# Boer registration question



## Perfect7 (Apr 19, 2010)

We are just getting started with Boers, 1 Doe, 2 Doelings, and a buckling that will be wethered soon. The girls are all registered 50%. A friend has a 50% registered buck. If I breed them, can the kids be registered 50% or does it have to be at least a purebred buck and then register the babies at 75%? I apologize if this is a stupid question. I can't seem to find the answer on the registration sites.


----------



## toth boer goats (Jul 20, 2008)

Don't ever think any question is stupid ...we all need to learn somewher...and yo happen to be in the right place... :wink: :thumb: :hug: :hi5: 

The buck has to be 100% Fullblood or american Purebred to be able to register the offspring..

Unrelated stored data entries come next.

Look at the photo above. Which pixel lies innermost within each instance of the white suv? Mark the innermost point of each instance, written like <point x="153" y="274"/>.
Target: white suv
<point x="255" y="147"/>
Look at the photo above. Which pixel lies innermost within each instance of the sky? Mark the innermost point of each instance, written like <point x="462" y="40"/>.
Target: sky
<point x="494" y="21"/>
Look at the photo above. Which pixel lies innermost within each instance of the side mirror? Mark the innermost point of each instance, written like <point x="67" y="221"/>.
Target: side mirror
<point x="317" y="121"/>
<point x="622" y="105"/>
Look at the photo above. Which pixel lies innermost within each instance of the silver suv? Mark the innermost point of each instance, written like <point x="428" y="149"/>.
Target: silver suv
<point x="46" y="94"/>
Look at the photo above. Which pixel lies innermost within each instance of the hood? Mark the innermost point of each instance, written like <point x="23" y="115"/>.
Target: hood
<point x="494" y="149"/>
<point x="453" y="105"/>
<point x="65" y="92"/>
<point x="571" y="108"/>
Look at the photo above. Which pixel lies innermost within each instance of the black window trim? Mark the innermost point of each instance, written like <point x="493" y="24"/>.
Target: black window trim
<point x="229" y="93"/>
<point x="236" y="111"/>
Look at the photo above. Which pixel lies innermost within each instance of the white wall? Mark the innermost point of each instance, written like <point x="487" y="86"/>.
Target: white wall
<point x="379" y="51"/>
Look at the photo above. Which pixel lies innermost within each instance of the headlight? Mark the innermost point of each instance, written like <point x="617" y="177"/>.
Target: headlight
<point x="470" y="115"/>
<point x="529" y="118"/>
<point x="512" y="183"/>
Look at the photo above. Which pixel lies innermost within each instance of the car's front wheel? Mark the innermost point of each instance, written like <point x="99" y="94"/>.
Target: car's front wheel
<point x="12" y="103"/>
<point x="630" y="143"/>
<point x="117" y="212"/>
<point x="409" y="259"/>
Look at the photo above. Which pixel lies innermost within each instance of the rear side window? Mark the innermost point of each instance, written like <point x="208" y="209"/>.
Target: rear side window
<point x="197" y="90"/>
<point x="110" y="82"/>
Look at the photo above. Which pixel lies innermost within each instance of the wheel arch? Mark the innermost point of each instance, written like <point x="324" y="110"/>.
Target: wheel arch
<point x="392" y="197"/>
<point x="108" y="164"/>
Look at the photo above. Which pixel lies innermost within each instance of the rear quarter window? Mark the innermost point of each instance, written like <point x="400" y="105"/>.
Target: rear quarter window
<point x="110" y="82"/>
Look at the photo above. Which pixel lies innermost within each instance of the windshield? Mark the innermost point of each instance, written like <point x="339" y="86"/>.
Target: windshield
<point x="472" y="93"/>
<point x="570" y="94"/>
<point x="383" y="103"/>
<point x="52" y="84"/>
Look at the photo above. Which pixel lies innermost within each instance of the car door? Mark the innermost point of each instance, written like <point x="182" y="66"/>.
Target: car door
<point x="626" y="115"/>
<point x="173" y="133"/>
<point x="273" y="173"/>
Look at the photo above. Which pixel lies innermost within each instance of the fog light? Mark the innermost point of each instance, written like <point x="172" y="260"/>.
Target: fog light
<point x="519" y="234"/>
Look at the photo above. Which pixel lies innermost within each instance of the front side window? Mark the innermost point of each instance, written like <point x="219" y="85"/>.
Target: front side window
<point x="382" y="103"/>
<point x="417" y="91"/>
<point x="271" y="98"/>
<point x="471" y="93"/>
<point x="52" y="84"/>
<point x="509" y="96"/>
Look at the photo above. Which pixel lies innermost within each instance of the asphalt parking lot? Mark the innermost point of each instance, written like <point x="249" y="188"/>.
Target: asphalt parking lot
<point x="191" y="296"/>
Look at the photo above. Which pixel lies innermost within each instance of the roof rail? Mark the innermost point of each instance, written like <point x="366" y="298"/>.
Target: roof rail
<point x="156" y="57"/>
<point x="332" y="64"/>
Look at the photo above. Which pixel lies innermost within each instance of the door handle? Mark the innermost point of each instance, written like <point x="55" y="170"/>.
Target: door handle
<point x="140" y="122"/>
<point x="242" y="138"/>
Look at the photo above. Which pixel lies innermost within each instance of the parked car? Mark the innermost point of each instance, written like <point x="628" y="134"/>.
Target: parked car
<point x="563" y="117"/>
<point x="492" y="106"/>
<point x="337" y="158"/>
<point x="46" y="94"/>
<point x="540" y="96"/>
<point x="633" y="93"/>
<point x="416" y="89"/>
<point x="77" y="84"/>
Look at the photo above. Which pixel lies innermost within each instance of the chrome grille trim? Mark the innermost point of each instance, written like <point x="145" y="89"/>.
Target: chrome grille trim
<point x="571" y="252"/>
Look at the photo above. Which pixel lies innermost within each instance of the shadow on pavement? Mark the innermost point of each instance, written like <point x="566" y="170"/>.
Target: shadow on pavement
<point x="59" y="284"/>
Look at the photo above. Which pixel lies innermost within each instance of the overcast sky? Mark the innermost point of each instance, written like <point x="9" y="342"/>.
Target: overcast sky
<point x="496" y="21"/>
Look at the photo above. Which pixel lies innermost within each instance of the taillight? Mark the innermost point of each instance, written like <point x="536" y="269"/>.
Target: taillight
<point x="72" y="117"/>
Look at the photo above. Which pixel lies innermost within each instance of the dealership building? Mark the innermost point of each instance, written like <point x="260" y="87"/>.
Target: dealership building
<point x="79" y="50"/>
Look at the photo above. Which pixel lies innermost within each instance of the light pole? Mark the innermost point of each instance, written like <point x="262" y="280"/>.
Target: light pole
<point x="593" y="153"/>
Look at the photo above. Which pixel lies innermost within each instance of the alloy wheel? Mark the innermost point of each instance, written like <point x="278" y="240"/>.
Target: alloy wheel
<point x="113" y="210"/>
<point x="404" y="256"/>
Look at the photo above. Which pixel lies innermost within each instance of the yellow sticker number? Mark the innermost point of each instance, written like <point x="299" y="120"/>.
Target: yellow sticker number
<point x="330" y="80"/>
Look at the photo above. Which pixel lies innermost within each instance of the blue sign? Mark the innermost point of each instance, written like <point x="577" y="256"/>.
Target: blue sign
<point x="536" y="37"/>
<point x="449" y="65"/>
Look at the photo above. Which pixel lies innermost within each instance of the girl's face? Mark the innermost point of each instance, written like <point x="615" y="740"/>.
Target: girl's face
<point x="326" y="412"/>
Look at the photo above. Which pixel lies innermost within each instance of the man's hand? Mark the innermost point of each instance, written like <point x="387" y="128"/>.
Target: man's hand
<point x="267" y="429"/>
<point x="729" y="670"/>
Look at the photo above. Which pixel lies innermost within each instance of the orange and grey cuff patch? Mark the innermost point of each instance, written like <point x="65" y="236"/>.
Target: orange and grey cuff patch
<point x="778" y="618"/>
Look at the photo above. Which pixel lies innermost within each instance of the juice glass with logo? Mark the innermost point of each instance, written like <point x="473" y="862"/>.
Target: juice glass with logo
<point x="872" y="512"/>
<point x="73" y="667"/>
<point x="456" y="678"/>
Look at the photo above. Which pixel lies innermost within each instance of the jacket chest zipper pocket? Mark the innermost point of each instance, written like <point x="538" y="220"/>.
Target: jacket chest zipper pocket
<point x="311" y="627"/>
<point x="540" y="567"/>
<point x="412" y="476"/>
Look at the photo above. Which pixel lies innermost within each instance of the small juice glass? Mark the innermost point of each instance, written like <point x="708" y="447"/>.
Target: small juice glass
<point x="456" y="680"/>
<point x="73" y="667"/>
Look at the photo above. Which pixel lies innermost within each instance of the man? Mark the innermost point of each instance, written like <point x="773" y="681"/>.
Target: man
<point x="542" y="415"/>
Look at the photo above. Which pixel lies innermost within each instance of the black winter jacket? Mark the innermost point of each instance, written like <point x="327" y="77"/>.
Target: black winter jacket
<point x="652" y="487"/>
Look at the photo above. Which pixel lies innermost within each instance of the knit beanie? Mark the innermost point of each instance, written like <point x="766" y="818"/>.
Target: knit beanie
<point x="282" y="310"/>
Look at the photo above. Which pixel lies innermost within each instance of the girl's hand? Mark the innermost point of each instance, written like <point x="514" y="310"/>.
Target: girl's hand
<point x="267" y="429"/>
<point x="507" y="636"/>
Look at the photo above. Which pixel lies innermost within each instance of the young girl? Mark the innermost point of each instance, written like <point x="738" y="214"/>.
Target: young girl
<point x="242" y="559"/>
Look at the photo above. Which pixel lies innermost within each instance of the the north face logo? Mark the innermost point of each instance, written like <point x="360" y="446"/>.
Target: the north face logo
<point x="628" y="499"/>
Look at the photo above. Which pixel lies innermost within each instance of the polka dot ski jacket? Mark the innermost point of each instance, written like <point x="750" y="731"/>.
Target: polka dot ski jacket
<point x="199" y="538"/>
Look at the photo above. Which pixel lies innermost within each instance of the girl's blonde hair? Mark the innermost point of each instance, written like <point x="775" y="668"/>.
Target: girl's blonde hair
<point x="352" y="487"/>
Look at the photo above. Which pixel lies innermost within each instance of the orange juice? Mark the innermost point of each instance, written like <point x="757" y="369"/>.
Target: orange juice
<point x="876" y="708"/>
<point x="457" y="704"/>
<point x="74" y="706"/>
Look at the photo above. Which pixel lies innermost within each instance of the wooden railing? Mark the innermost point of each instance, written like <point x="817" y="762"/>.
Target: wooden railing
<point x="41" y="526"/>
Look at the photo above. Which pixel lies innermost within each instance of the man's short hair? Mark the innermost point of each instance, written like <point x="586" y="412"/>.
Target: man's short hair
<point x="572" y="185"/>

If the buck is 100% FB ...and a doe that is 50%.... yes the kids will be 75%


----------



## Perfect7 (Apr 19, 2010)

Thank you so much!!!


----------



## AlaskaBoers (May 7, 2008)

agree, 
Only breed to 100% FB Boers.


----------



## toth boer goats (Jul 20, 2008)

> Thank you so much!!!


 Your welcome... :wink:


----------



## DPW (Mar 13, 2010)

It depends on your goals Perfect7. If you simply want to raise and sell commercial meat goats the percentage of the buck does not matter. I'll take a 75% Boer buck who continuously throws fast growing meaty kids raised on pasture over a 100% Boer buck who looks pretty in the show ring but only got that way by costly supplemental feeding.
There are many reasons to raise goats. We raise meat goats for meat. With no interest in the show ring. 
Now if someone wants to raise goats to sell as breeding stock then registering and showing is important. Selling kids sired by an enobled buck will bring in more money. 
Personally we like the meatiness and hardiness of the original South African Boer goat. The Americanized show version is beginning to look a bit too dainty for our taste. Pun intended.
But not everyone has the same goals. This is only my personal opinion of the type of goat we are breeding for. In our case registering goats is not necessary.


----------



## AlaskaBoers (May 7, 2008)

DPW has a great point,
In the last goat rancher magazine, they had an article on how much the boer has changed in 10 yrs and how most of those changeswere not important and actually detrimental to the industry: fine necks, hot dog bodies, two teats vs four, and so wide the goats must waddle to walk, along with hornsets and overall feminine appearance in all goats. 

ranting is done


----------



## Perfect7 (Apr 19, 2010)

Thank you guys, and those are some good points. We will not be showing goats at all with the exception of the kiddos in 4-h and they just have to look like "meat goats". In our area, 4-h meat goats win by weight gain and size, not pedigree. Last year a little boy won with an unregistered Spanish goat and blew away all of the expensive papered Boers.  We only want to raise meat for ourselves and maybe later supply other kiddos in our area with 4-h whether projects.
I guess ours aren't very show quality because our two doelings have four teets (50% kiko), but they are pretty enough for the kids to have a good time this year in 4-h. To be honest, we can't afford a high priced buck right now anyway (especially knowing we'd have to keep trading bucks or selling to avoid inbreeding). So for now.....50% buck here we come! 
But it's good to know the registration process if we stay in for the long haul to supply breeding stock in our area. You guys are awesome!


----------



## AlaskaBoers (May 7, 2008)

okay
By the way, 4 teats in boers are fine, I actually prefer them as they can feed more kids


----------